The National Center for Construction Education and Research, commonly referred to by the acronym NCCER, is a not-for-profit 501(c)(3) education foundation for professional craft certification, formed in 1996.

Scope
The mission of NCCER is to provide a workforce of safe and productive craft professionals through portable certification and registration that is accepted industry-wide. The assessment for certification falls within two categories, the written assessment and the performance assessment. Passing the written assessment will result in a “Knowledge Verified” certification, passing the performance assessment will result in a “Performance Verified” certificate, and passing both will result in a “Certified” designation.

History
In 1991 eleven companies met to address skilled worker shortages and create a standard curricula with industry recognized credentials. In 1993 the organization released the Master Trainer Instructor Certification Program, Instructor Certification Training Program, accreditation guidelines, and fifty-three organizations applied for accreditation. The first completed module was entered into a "Registry System". On January 1, 1996 the foundation became organized as a 501(c)(3) non-profit.

OSHA
Since 2010 OSHA has been working for rule making requiring national Accredited Crane Operator Certification. A November 9, 2017 deadline was extended for a year over concerns of “certifying by capacity” and if certification would be equivalent to qualification. Certifying by capacity has been an area of concern since 2013. On November 10, 2018, the final rule will take effect without the capacity requirement. OSHA has determined that industry concerns that capacity is not included in crane training, the rated operating capacity (ROC) is not a determining factor of a crane operator’s skill and experience, and the cost affecting approximately 117,130 crane operators would be $1.6 million annually. OSHA estimates a one-time industry savings of $25.5 million. The employer requirement to determine competency, that was taken out in 2014, is reversed and made permanent, requiring every new hire to be evaluated on site as well as having their accredited certification. This is seen as a draw-back to mobile crane operator "portable” certification" since anytime an operator changes jobs he or she will be treated as a new-hire trainee because an employer will have to assess different skills than the existing certification tests including: Inspecting the equipment, assessing unstable loads, hoisting loads of irregular size, operation from a barge, personnel hoisting, rigging the load, leveling the crane, hoisting in tight spaces, making judgments about wind speed and other environmental factors, performing multiple crane lifts, traveling with or without a load, operating near power lines, hoisting light loads, and hoisting blind picks where the operator cannot see the load.

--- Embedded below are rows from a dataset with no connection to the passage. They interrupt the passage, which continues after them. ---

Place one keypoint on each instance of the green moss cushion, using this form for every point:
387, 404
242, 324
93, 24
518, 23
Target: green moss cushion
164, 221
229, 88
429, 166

OSHA formally recognized NCCER Crane Operator Certification Program on May 20, 2010. A ceremony was held in Washington, D.C. that included the North American Crane Bureau, the US Assistant Secretary of Labor for OSHA, the Acting Director for OSHA’s Directorate of Construction, the President/CEO, Associated Builders and Contractors, Inc., the President/CEO, Associated General Contractors of America, the Vice President, Government Relations, American National Standards Institute (ANSI), that accredited NCCER under ANSI/ISOIEC 17024, and the President of NCCER.

NTSA participants
The National Training Service Agreement (NTSA) currently has more than 140 contractors and association contributors and contractors can be directly reimbursed for approved training and workforce development expenditures. Participants also support development and industry advancement of craft training provided by NCCER.